Alors il fit ce qu’il faisait toujours dans ces moments-là. Il attrapa son carnet, s’assit à son bureau, et laissa son crayon courir sur le papier. Dans ce monde qui n’existait que pour lui, Thomas retrouvait enfin un peu d’air. Son crayon glissa sur le papier. Il commença à tracer des lignes familières. Chaque trait était un souffle, une échappée loin du réel. Un à un, ses personnages reprenaient vie sous son crayon.

Ici, il avait le contrôle.

Sa première esquisse fut Jed, le petit homme chétif. Même s'il n'était pas du tout courageux, son humour et son autodérision le rendaient irrésistible. Toujours le premier à détendre l’atmosphère, il tournait en ridicule sa propre faiblesse avant même que les autres n’en aient l’occasion.

Un sourire en coin, une réplique bien placée... c’était là sa manière de combattre.

Pourtant, lorsqu’il s’agissait de ses amis, il n’hésitait pas à se mettre en danger, même si c’était contre son gré, même si son cœur battait à tout rompre. Jed n’était pas un héros, mais il était toujours là, fidèle et incroyablement attachant.

Puis ce fut le tour de Skrela, l’homme-gargouille. Une silhouette massive et imposante, taillée dans une pierre sombre veinée de reflets d’obsidienne. Son corps était sculpté par le temps lui-même où chaque fissure portait l’empreinte d’un millénaire révolu. Son regard, profond et insondable, brûlait d’une intelligence ancestrale, d’une sagesse forgée au fil des âges. Skrela n’était pas qu’un monstre de pierre. Il était l’âme d’un guerrier, un gardien inflexible, une sentinelle immuable face au chaos. Sa force colossale n'avait d'égale que sa loyauté absolue. Et lorsque sa voix grave résonnait, c’était comme si la terre elle-même parlait.

Au-dessus d’eux planait Mildrey, le milan royal. Elle fendait le ciel d'un éclat doré.

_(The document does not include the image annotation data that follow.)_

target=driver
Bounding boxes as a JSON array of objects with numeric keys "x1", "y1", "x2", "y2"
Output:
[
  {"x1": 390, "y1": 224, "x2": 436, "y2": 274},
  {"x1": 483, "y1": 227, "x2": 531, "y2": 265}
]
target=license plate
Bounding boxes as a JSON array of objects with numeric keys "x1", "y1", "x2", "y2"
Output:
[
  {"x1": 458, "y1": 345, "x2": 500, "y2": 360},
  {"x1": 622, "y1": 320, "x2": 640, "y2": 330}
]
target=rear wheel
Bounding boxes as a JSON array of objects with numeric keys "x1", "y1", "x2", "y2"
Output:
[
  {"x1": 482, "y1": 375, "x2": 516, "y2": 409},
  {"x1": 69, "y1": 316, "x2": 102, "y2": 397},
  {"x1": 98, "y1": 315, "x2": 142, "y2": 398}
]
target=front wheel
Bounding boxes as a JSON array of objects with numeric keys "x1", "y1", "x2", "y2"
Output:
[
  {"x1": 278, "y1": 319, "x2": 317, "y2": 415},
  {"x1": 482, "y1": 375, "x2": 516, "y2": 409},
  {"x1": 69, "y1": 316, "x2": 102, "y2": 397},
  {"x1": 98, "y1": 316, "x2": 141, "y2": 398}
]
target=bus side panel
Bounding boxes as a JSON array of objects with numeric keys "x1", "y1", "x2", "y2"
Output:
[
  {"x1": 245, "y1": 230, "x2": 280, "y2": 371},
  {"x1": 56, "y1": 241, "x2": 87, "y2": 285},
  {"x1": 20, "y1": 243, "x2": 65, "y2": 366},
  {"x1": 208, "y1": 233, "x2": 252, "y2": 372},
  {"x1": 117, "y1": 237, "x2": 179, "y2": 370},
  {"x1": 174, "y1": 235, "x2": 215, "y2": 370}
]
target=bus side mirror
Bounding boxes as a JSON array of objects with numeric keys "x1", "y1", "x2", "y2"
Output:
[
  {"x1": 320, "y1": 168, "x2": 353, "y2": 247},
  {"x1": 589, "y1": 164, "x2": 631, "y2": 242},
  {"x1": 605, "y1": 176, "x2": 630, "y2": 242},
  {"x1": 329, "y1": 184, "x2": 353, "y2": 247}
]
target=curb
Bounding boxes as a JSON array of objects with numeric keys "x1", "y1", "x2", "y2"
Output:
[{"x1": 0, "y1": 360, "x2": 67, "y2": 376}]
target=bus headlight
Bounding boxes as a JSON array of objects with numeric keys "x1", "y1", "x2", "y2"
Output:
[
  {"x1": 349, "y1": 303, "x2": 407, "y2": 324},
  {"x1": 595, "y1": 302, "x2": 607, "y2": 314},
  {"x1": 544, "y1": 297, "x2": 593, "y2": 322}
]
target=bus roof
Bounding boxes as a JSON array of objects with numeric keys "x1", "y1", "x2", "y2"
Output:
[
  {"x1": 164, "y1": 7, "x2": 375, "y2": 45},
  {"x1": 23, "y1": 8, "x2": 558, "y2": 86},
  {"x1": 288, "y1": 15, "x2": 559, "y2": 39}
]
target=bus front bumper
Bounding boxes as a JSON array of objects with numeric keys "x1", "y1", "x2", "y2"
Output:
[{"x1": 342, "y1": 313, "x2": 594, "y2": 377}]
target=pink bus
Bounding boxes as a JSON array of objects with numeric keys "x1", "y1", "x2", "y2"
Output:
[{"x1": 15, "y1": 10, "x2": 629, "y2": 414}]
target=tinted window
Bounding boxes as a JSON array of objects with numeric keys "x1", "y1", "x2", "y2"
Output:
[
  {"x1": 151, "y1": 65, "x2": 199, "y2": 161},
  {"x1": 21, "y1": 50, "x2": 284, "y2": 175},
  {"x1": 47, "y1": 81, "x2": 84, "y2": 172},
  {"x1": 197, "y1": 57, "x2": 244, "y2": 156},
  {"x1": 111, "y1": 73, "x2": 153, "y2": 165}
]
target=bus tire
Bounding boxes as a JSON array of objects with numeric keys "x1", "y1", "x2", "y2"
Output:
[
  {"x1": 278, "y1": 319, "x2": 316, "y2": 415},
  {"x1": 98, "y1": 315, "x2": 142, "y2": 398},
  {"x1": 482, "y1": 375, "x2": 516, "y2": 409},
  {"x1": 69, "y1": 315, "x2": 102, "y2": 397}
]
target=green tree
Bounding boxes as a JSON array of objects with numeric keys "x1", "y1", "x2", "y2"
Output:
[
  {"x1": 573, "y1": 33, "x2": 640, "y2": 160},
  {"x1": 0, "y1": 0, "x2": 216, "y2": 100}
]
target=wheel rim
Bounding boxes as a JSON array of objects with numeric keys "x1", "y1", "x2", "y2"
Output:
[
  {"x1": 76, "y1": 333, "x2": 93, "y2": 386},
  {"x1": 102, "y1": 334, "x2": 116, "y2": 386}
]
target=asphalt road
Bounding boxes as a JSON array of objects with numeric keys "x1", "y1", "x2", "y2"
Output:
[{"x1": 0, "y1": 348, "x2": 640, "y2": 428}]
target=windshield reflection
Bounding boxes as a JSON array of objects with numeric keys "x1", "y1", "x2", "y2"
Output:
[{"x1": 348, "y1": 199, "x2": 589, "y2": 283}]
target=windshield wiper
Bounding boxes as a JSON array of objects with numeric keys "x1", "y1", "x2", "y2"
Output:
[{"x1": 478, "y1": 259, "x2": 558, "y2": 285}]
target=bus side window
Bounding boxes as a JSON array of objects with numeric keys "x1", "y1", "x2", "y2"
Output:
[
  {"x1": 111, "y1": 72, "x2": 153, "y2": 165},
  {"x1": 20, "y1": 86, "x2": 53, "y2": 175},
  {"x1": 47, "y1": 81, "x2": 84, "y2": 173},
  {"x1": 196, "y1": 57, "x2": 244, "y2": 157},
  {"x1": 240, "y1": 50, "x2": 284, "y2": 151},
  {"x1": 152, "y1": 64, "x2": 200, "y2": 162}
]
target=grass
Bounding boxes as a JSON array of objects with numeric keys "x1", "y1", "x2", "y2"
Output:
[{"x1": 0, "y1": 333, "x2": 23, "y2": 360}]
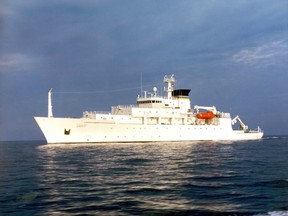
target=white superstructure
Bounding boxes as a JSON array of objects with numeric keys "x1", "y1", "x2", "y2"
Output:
[{"x1": 35, "y1": 75, "x2": 263, "y2": 143}]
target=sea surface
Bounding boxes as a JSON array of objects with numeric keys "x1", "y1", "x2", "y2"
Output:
[{"x1": 0, "y1": 136, "x2": 288, "y2": 216}]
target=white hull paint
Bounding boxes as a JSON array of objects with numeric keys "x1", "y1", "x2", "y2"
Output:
[
  {"x1": 35, "y1": 117, "x2": 263, "y2": 143},
  {"x1": 35, "y1": 76, "x2": 263, "y2": 143}
]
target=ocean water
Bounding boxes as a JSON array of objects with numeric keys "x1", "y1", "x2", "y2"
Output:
[{"x1": 0, "y1": 136, "x2": 288, "y2": 216}]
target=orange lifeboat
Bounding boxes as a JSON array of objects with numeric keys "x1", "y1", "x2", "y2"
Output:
[{"x1": 196, "y1": 111, "x2": 215, "y2": 119}]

C’était un oiseau majestueux, dont le plumage brun scintillait sous le soleil.

Mildrey volait avec une grâce irréelle. Elle glissait sur les courants d’air dans une danse avec le vent. Son regard perçant, d’un ambre profond, pouvait voir bien au-delà du visible. Elle ne parlait pas. Elle n’en avait pas besoin. Ses silences en disaient plus que mille mots.

Mildrey était plus qu’un oiseau. Elle était un présage, une sentinelle céleste, capable d'anticiper le danger avant même qu'il ne survienne. Tel un guide, libre et insaisissable qui n’appartenait à personne, elle répondait toujours à l’appel de ceux qu’elle respectait.

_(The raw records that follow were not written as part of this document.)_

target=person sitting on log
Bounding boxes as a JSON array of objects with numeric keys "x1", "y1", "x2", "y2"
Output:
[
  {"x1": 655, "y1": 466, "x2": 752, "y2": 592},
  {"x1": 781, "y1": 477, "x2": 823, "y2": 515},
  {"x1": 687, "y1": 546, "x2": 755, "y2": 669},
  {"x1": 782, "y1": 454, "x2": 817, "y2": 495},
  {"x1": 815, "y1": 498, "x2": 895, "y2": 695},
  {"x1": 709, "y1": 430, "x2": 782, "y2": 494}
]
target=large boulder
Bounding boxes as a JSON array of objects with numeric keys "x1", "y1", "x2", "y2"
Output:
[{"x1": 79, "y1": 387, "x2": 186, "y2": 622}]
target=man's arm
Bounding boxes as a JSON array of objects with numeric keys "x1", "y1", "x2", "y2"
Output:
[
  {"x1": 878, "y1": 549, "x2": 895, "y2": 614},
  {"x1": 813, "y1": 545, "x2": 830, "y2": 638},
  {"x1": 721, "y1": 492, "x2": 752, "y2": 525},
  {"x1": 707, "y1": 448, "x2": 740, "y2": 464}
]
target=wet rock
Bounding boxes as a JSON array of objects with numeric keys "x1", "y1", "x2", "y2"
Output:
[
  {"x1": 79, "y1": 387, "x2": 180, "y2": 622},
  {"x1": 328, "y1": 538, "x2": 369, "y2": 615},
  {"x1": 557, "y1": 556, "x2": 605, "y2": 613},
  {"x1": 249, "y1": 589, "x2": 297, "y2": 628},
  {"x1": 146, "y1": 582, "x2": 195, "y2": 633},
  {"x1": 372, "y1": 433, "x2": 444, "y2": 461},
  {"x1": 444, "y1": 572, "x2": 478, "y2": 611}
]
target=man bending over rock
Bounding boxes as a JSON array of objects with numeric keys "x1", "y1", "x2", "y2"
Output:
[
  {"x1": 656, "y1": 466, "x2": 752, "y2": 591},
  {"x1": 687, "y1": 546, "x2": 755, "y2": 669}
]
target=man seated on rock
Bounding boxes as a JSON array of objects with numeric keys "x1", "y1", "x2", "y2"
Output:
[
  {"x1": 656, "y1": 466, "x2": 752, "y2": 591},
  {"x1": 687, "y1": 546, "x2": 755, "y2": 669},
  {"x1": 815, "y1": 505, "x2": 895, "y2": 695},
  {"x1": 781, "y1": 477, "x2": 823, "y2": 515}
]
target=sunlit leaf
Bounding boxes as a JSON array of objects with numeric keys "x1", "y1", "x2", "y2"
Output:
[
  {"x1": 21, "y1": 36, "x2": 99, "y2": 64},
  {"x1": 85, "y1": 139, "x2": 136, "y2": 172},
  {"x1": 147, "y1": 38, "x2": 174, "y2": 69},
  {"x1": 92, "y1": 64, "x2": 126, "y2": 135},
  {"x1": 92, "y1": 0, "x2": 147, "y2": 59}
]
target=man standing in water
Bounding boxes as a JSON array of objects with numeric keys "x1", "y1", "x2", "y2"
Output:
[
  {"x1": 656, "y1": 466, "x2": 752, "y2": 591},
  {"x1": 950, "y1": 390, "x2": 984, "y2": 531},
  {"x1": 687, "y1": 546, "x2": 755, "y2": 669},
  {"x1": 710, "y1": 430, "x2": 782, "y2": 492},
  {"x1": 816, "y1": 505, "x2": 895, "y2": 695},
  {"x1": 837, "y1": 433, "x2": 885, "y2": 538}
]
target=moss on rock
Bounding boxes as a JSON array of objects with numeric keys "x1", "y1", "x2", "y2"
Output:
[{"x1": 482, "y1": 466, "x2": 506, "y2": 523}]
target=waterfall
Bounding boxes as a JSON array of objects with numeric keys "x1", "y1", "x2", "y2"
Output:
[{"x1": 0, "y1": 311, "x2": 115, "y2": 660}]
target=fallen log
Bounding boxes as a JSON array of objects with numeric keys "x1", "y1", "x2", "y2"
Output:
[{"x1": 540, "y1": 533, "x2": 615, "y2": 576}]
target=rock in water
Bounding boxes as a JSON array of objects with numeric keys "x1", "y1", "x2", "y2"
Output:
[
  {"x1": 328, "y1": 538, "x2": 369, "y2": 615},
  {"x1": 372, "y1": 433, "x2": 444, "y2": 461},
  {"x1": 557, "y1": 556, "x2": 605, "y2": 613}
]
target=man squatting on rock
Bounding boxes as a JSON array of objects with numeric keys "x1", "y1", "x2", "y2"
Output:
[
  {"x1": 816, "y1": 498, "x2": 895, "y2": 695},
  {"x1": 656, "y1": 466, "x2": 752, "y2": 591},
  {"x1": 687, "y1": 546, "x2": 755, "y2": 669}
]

D’un battement d’ailes, elle franchissait des distances vertigineuses, projetant une ombre mystérieuse sur le monde d'en bas.

Et puis, au cœur de cet univers…

Adia.

La jeune femme humble, discrète, qu'un destin dépassait. Un prince l’aimerait en secret et un avenir radieux l’attendait. Pourtant, Adia n’avait rien d’une reine. Aux yeux de Thomas, elle incarnait la grâce et la douceur. Il la dessinait comme on grave une image dans un rêve, avec des gestes empreints de tendresse.

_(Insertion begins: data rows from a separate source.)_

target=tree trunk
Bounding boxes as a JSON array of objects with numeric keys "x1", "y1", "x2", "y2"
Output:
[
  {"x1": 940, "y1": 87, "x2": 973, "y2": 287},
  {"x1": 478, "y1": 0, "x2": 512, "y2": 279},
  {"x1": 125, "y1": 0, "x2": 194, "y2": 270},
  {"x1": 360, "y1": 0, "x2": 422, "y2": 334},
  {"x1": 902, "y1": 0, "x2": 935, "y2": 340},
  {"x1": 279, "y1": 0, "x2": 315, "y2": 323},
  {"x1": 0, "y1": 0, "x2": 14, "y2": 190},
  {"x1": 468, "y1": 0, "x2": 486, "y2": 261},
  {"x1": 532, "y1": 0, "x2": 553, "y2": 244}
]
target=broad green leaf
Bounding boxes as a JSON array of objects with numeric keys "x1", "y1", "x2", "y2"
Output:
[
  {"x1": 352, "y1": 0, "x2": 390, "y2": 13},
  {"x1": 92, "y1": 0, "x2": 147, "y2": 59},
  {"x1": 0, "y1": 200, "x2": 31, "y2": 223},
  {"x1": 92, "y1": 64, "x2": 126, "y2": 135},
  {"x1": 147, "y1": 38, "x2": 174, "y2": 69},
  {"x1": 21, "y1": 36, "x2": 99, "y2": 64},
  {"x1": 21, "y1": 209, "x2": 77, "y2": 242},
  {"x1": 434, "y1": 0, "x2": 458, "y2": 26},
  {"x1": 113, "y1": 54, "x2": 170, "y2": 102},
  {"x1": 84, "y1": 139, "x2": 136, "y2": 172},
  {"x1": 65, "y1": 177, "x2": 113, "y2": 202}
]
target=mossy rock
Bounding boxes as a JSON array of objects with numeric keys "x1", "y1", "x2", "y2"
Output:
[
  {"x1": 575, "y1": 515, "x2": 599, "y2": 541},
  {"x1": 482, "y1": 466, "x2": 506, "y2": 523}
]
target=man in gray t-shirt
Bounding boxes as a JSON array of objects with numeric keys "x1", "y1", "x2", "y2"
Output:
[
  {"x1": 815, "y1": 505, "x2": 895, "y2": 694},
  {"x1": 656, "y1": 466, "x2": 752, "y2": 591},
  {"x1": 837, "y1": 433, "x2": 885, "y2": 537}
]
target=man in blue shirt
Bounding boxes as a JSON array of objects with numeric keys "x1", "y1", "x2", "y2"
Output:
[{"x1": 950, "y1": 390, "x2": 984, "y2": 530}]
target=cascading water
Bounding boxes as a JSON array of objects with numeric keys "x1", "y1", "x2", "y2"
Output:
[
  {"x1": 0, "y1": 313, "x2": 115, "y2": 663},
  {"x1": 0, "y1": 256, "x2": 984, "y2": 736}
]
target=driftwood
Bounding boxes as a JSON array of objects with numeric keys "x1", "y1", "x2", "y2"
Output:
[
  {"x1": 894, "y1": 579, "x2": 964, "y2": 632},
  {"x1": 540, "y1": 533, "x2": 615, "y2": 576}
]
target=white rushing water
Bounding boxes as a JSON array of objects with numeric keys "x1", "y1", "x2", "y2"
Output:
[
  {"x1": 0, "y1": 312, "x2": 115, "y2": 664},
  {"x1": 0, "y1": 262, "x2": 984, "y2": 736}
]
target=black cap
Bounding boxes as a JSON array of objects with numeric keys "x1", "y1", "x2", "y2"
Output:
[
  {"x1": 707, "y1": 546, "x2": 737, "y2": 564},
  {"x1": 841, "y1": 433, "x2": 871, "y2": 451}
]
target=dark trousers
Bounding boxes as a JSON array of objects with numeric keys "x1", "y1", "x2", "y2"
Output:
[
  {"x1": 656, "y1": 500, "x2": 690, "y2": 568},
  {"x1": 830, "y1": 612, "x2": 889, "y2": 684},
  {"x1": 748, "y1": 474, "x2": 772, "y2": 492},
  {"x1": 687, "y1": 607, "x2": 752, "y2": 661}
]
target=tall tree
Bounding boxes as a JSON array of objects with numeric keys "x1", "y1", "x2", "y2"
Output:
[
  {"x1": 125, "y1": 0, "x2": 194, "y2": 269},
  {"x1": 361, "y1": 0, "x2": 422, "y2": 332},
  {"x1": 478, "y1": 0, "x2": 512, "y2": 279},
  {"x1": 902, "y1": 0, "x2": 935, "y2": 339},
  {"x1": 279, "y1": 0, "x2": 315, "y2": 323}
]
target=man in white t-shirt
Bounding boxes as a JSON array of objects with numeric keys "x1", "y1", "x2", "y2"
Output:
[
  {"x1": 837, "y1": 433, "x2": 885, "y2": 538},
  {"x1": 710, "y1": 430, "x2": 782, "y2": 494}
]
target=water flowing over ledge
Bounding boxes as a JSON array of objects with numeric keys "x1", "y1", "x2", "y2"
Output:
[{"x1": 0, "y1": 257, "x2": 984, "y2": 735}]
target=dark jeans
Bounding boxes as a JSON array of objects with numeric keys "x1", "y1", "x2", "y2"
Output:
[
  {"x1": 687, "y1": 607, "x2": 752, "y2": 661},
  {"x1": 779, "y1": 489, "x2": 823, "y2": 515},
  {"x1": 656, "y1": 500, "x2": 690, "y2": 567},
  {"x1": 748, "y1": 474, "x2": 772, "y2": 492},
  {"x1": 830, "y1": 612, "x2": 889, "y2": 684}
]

Ses cheveux blonds cuivrés, coupés au carré, semblaient jouer avec la lumière, oscillant entre l’or et l’ambre selon l’heure du jour. Ses yeux noisette, ourlés de reflets verts, étaient un monde en soi. Ni perçants, ni brûlants, mais profonds comme une forêt secrète.

Un endroit où le jeune homme aurait aimé se perdre à jamais.

Adia ne cherchait jamais à briller, jamais à attirer l’attention. Elle n’avait besoin ni d’artifice, ni de paraître. Seule sa présence suffisait à illuminer l’espace autour d’elle.

Elle était, tout simplement. Et Thomas en était tombé amoureux.

C'était un amour étrange, irréel, mais plus vrai que tout ce qu’il avait vécu jusqu’ici. Pour lui, elle n’était plus un simple personnage, elle était une étoile dans sa nuit, un rêve devenu chair, une promesse d’ailleurs.

Son refuge.

Un trait trembla un instant, mais il se reprit. Ici, dans ce monde qu’il avait créé, tout était encore possible.

Demain, il oublierait. Mais pour ce soir, Adia vivait.